Edith Tiempo | |
Birth Name: | Edith Cutaran Lopez |
Birth Date: | 22 April 1919 |
Birth Place: | Bayombong, Nueva Vizcaya, Philippine Islands |
Death Place: | Dumaguete, Negros Oriental, Philippines |
Nationality: | Filipino |
Alma Mater: | Silliman University State University of Iowa |
Spouse: | Edilberto K. Tiempo |
Children: | 2 (including Rowena Tiempo Torrevillas) |
Edith Cutaran Lopez-Tiempo (April 22, 1919 – August 21, 2011) was a Filipino poet, fiction writer, teacher and literary critic in the English language.[1] She was conferred the National Artist Award for Literature in 1999.

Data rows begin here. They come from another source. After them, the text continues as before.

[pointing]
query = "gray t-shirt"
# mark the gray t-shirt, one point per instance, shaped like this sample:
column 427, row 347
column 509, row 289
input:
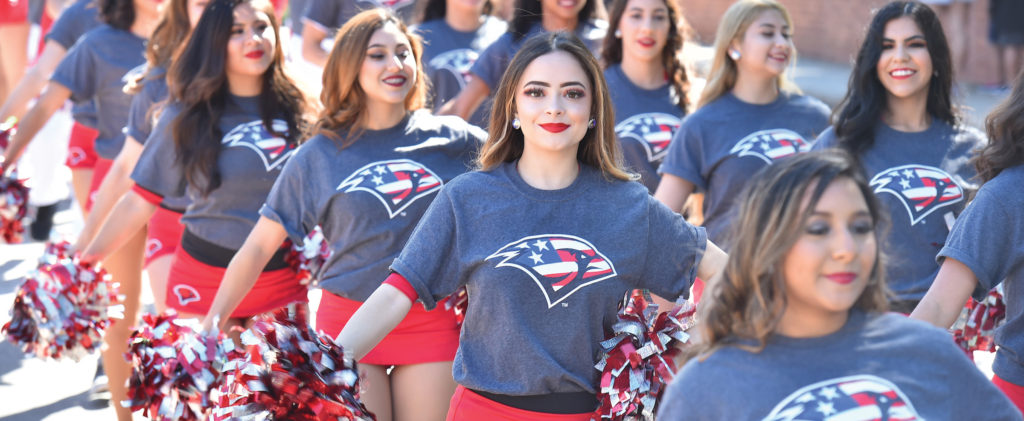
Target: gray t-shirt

Tiempo was born in Bayombong, Nueva Vizcaya.[1] Her poems are intricate verbal transfigurations of significant experiences as revealed, in two of her much anthologized pieces, "Halaman" and "Bonsai."[1] As fictionist, Tiempo is as morally profound. Her language has been marked as "descriptive but unburdened by scrupulous detailing." She is an influential tradition in Philippine Literature in English. Together with her late husband, writer and critic Edilberto K. Tiempo, they founded (in 1962) and directed the Silliman National Writers Workshop in Dumaguete City, which has produced some of the Philippines' best writers.